24 January 2019
A new transcontinental project led by EMBL’s European Bioinformatics Institute (EMBL-EBI) will pilot nearly all of GA4GH’s genomic data standards to enable a virtual cohort of more than 1.4 million individuals from Europe, Canada, and Africa.
In particular, the Common Infrastructure for National Cohorts in Europe, Canada and Africa (CINECA) project will utilise GA4GH Data Use and Researcher Identity standards to allow registered researchers to analyse population-scale genomic and biomolecular data through a federated cloud-based network in a way that meets all ethical and security requirements for the international sharing of health data.
“The goal of this implementation is to accelerate the process of accessing datasets in a safe and secure way,” said Thomas Keane, team lead of the European Genome-Phenome Archive (EGA) at EMBL-EBI and co-lead of the GA4GH Large Scale Genomics Work Stream. “All the control of the datasets remains with the local cohorts, as we’re not trying to create a centralised resource, but a federated one.”
Rapid access to clinical research data allows scientists to share their findings and reduce the need to duplicate costly studies.
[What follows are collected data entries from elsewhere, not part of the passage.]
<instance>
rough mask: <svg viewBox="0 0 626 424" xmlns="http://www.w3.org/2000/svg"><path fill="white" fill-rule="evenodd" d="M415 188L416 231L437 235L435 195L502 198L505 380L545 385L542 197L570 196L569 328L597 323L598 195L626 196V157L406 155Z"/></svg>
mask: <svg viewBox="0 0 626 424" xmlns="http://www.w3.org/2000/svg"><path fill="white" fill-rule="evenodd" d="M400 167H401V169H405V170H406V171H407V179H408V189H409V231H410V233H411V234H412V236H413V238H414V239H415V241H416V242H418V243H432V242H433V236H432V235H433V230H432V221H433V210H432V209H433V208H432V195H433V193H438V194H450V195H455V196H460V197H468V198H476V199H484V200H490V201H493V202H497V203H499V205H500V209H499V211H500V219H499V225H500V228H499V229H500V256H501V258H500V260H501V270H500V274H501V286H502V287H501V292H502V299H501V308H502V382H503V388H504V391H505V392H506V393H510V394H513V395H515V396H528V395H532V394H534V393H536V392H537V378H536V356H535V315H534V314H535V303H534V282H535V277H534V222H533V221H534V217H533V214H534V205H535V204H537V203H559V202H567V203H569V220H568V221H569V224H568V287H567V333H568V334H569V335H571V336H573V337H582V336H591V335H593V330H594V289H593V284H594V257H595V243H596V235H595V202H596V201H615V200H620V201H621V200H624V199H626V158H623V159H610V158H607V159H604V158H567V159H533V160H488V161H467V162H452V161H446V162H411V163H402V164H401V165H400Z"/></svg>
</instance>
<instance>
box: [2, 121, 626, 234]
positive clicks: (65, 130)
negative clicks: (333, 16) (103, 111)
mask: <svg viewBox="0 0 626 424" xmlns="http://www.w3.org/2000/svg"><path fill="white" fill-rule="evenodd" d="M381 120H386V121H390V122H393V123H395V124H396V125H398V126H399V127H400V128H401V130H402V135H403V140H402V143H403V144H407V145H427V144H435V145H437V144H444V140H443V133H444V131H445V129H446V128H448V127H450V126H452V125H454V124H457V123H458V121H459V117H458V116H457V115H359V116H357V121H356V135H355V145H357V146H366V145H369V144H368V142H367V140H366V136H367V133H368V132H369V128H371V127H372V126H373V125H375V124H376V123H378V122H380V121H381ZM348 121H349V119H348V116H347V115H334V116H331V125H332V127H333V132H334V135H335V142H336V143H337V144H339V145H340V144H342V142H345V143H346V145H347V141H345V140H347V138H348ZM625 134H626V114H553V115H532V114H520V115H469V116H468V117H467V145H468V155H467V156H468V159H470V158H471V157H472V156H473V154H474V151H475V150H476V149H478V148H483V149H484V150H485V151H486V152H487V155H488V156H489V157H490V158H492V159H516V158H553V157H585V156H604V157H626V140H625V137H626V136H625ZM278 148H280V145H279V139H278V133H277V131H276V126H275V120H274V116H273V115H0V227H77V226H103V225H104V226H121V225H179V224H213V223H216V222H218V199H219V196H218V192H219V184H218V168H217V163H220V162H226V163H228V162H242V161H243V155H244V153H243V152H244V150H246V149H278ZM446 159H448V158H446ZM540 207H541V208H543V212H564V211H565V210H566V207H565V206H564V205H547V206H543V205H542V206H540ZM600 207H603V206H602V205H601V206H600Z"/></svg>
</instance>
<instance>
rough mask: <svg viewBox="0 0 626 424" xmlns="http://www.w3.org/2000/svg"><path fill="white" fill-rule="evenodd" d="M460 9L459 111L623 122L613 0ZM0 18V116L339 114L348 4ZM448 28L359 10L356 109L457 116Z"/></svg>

This accelerates research and helps advance benefits to patients through the responsible sharing of genetic, phenotypic, and life-style data on an unprecedented scale.
“By enabling access to genetic data from diverse human populations, CINECA will support the development of treatments tailored to each individual patient’s genetic profile, the ultimate goal of personalised medicine,” Keane said. “Clinicians need to be able to compare a patient’s genome to a large set of healthy people and sick people, in order to understand the underlying genetics of the patient. And by ‘large,’ we mean hundreds of thousands or even millions of other people,” Keane said.
Several of the 18 CINECA partner organisations are active GA4GH contributors, including long-time GA4GH collaborators ELIXIR and H3Africa and GA4GH Driver Projects CanDIG and ENA/EVA/EGA. Spanning three continents, CINECA will use GA4GH standards to bring together data from 11 diverse cohorts in rare disease, common disease, and population health studies.
“The technical goals we have set for ourselves are ambitious,” said Mike Brudno, PI of the CanDIG project, Senior Scientist at The Hospital for Sick Children (SickKids) in Toronto, and a GA4GH Steering Committee member. “But CanDIG has extensive experience working with CINECA partner projects EGA and ELIXIR through their participation as peer Driver Projects within GA4GH. Building on what our projects have already done alone and together, we’re confident that we can not only meet those goals, but build open-source standards-based solutions for the entire community.”
Nicola Mulder, Head of Computational Biology at University of Cape Town and Principle Investigator of H3ABioNet, a Pan-African bioinformatics network for H3Africa, said the project “provides an avenue for us to align with international best practices, and contribute to these from an African and resource-limited perspective. At the same time as contributing our own expertise in working with diverse African genetic data, we hope to gain experience in new technologies for data sharing and clinical implementations.”